Xav scratched the back of his head. “Maybe it’s a directive to purge their computers of sensitive information,” he said. “Clean up their research?”
“It might be an order to remove their scientific personnel from the planet,” zh’Rhun said.
Okagawa got up from his chair, tucked his data slate under his arm, and joined the press of bodies gathered around the communications station. Xav and zh’Rhun both moved half a step aside to make room for him. The communications officer ducked his head slightly as the captain leaned over him. “Pzial,” Okagawa said, “scroll this list back a bit—one screen should be sufficient. I want to see something.”
“Aye, sir,” Pzial replied. The data on the overhead display paged back one screen’s worth of data, showing more selections from a very limited Klingon-English translation menu.
Pointing at the screen, Okagawa asked Xav, “Why are these words not in alphabetical order?”
“But they are, sir,” Xav said. “Our phonetic renderings of tlhIngan use the uppercase and lowercase Q characters to distinguish different pronunciations. In a translation dictionary, words that begin with the lowercase Q are listed before those that begin with the capital Q.”
“So,” Okagawa said, “for all we know, the word that Pzial transcribed from the Klingons’ coded message might not be Qul but qul. The Klingon common noun for ‘fire.’ ” He looked at zh’Rhun. “Care to parse that into a familiar idiom, Commander?”
“Cleansing fire,” the Andorian first officer said with a grim realization.
Walking back to his chair, Okagawa remarked, “Yeah. That sounds like the Klingons I know and love.” He sat down. “Commander, what’s the ETA for the Endeavour?”
“Twenty-five hours and forty-nine minutes,” zh’Rhun said.
Okagawa shook his head. “This could be over by then.” He signed the command authorization on his data slate and handed it to a yeoman, who carried it to the communications officer. “Pzial,” the captain said, “add that intercepted signal to the report we’re sending to Vanguard, and let them know what we think it means. After that, get al-Khaled back on the horn; tell him to pack up and bug out. I’m not letting trouble catch us with our pants down this time.”

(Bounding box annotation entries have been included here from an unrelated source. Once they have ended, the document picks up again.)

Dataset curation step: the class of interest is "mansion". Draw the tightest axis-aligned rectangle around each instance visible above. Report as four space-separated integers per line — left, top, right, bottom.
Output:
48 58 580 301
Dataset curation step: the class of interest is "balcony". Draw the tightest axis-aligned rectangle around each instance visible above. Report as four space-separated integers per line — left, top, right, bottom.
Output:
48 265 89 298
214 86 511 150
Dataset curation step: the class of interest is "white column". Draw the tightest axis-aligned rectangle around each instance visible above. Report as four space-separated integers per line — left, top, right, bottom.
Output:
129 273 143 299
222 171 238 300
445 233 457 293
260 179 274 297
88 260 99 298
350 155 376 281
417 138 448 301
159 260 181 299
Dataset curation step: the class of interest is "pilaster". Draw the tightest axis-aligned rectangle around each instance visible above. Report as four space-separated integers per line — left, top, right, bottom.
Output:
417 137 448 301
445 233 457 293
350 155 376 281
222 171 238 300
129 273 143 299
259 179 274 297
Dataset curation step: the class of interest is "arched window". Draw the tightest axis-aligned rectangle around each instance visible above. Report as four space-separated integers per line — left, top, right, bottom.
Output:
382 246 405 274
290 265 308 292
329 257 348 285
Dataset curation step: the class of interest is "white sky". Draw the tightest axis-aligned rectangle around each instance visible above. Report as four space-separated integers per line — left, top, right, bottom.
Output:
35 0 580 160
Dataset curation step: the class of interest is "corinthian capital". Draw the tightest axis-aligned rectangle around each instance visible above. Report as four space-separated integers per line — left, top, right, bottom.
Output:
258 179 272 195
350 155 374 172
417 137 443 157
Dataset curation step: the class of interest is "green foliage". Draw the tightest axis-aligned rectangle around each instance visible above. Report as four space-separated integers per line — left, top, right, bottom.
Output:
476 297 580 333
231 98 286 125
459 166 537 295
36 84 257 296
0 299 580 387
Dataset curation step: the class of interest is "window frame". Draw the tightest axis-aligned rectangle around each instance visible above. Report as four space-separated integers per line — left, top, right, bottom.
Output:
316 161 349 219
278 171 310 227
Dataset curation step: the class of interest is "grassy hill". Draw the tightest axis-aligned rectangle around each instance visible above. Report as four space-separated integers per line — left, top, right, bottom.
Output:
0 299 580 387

“Sir,” zh’Rhun asked, “what about the colonists?”
He nodded. “We’ll warn them,” he said. “They’ve got their own ships, enough to carry a few thousand people. Anyone who wants a ride with us can come along,” he said, “but no luggage, no gear, nothing. We can evac a few hundred guests if we dump our cargo. Endeavour can carry a couple thousand.”
As if fearing reproach for stating the obvious, Xav said, “Captain, there are more than eleven thousand colonists on Gamma Tauri IV. Your evacuation scenario would leave nearly fifty percent of them stranded in the event of a disaster.”
“I know, Xav,” Okagawa said, staring at the reddish-brown world turning slowly on the main viewscreen. Something terrible was stirring on the surface of that world, and Okagawa had no idea how to stop it. All he could do was prepare to meet it head-on. “Commander,” he said, “take the ship to yellow alert.”